Bigger projects with lot of modules and objects inside them may spawn big pickle files (even 10 Mb are problematic), which makes pythoscope startup really slow. Problem with pickle is twofold: it's quite inefficient storage, plus you have to read the whole thing every time. Most of the time Pythoscope requires only parts of the information it possesses about the project. That forces us to consider more efficient types of storage.
- Analyze what information is looked up during dynamic inspection and test generation. It may be possible to still store pickled data in a database with a few columns for search purposes.
- Choose a library. SQLite seems like a good bet, since it's in Python standard library since version 2.5 and allows really easy integration with other tools and languages.

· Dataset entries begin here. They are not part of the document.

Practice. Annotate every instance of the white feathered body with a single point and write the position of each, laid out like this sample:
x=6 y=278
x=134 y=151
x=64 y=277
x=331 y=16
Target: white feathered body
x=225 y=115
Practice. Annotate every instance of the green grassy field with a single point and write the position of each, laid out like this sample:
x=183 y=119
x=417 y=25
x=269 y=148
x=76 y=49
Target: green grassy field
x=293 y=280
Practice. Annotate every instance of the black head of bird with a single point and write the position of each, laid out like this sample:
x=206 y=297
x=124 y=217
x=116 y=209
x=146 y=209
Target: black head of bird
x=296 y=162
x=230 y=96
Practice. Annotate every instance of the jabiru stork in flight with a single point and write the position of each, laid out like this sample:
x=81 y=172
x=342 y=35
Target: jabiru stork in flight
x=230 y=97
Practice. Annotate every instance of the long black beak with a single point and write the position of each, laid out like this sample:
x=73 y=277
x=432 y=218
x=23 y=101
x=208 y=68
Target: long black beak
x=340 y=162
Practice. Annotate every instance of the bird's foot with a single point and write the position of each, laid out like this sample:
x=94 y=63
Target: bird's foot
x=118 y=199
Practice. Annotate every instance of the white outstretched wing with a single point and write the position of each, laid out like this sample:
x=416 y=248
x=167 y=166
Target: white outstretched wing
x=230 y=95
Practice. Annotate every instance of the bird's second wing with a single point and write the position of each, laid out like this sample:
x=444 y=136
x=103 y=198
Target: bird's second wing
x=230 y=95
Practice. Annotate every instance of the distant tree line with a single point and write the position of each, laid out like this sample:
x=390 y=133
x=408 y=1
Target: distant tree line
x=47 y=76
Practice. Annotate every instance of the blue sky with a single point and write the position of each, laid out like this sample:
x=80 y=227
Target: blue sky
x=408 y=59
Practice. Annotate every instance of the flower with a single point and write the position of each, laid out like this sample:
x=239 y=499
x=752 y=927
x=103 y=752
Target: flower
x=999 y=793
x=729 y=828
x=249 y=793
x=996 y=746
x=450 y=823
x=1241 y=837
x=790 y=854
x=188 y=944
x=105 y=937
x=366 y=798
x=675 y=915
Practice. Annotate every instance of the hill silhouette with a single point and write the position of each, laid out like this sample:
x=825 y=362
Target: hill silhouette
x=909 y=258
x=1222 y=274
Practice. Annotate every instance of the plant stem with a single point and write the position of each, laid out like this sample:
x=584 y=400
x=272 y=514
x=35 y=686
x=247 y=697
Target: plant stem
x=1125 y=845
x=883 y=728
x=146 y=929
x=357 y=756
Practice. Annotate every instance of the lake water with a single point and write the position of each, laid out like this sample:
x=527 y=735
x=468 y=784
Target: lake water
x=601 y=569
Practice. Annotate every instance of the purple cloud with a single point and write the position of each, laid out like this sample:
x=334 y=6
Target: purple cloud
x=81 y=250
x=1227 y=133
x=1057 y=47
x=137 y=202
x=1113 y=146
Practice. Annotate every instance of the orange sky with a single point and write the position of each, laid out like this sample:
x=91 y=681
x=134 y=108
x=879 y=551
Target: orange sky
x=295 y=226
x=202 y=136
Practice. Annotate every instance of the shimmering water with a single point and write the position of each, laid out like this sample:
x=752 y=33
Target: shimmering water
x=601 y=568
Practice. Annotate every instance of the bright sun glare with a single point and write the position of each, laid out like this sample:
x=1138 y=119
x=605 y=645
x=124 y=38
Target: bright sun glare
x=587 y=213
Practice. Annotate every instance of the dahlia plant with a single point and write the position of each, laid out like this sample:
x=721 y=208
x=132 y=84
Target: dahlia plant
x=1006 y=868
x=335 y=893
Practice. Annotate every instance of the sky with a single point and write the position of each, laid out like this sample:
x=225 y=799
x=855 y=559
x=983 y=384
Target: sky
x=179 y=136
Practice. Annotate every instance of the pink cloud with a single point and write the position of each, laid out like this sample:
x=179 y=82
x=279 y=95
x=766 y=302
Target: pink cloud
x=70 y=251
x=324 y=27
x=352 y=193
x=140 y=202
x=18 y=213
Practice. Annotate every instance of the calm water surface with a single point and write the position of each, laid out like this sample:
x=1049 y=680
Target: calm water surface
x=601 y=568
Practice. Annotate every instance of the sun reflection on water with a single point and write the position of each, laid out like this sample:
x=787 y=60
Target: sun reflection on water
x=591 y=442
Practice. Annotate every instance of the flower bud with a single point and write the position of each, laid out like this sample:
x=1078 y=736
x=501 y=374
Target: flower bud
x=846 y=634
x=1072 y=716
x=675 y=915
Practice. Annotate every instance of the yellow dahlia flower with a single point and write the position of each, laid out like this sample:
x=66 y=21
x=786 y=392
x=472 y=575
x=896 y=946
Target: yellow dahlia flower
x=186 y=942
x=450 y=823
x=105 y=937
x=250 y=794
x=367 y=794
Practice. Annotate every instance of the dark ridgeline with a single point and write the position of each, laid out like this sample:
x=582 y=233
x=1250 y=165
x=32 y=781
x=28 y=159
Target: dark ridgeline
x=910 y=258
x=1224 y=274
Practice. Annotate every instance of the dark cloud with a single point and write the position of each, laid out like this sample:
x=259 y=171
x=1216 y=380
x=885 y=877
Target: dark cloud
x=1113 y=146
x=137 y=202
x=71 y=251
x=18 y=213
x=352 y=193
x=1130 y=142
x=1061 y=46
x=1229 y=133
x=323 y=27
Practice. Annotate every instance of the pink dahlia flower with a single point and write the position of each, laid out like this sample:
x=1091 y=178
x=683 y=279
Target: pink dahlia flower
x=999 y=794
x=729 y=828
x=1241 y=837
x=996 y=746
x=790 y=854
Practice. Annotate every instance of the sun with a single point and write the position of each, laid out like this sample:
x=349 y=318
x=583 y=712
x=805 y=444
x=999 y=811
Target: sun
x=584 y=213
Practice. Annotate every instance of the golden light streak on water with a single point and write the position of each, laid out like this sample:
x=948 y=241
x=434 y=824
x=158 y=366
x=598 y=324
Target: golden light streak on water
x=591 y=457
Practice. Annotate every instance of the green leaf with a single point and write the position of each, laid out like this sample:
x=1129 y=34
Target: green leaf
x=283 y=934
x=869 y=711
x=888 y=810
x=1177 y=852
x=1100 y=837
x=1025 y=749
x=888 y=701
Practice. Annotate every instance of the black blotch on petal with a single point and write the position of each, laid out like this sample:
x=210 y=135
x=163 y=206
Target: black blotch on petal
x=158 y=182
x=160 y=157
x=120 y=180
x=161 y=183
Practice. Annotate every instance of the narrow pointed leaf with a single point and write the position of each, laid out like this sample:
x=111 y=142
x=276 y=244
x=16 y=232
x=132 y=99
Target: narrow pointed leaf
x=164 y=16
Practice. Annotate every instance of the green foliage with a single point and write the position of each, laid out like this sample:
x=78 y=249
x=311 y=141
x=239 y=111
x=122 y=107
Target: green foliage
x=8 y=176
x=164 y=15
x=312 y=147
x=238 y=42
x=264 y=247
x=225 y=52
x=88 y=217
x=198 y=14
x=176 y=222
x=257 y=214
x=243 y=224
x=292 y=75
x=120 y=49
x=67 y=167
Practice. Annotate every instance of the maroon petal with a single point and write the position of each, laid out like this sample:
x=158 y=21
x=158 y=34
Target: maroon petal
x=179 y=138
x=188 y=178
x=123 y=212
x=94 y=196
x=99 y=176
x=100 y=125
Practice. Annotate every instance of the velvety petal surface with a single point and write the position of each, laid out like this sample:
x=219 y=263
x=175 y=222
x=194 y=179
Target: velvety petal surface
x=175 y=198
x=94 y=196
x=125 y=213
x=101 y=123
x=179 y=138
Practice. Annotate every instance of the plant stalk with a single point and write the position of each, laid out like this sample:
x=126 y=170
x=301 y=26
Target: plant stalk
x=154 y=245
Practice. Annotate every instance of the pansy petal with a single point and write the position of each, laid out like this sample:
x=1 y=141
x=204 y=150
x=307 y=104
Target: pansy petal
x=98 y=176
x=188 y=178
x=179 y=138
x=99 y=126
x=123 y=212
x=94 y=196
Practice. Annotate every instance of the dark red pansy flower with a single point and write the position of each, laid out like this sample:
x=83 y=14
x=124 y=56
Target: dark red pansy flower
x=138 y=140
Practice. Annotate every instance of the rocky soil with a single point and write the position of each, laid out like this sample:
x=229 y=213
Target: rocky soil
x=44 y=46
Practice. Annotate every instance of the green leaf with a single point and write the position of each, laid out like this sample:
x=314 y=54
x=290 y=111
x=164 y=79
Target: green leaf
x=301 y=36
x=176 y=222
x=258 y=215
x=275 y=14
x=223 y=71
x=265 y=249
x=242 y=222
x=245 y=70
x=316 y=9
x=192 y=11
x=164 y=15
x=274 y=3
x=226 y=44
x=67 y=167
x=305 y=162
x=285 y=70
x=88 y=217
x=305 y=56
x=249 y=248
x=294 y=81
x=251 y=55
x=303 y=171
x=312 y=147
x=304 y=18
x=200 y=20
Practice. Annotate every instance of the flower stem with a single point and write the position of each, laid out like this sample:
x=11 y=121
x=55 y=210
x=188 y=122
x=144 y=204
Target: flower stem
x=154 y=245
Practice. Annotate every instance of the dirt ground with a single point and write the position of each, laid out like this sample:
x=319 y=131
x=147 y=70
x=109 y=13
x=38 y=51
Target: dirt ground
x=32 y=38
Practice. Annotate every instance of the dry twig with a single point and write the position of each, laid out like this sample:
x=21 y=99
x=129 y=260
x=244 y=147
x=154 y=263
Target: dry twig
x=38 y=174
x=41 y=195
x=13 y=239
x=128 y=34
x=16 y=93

- Port Project class operations related to storing and retrieving/search operations.
- Make sure all tests pass.
- Compare memory footprint by running tools/memory_benchmark.py.
I ended up not using SQLite or any other new storage mechanism besides pickle.
Most of the memory was being taken by lib2to3 ASTs, so I pulled them out from the main Project object into a separate CodeTree objects, which can be pickled and stored separately. Since we only need a single AST in memory at a time this solves most of our problems with pickle. Now, even for bigger projects, Project pickle is pretty small and AST pickles can be pulled when needed.
Results of the speed benchmark for trunk and memory-profiling branch are as follows:
|saving Project pickle time||2.98s||0.22s|
|restoring Project pickle time||0.96s||0.06s|
|size of Project pickle||4.09Mb||358.47Kb|
Memory-profiling branch has higher inspection times because it saves ASTs as it completes each inspection of a module. This is a feature though - time of saving a Project pickle at the end is greatly reduced, as well as the size of the file.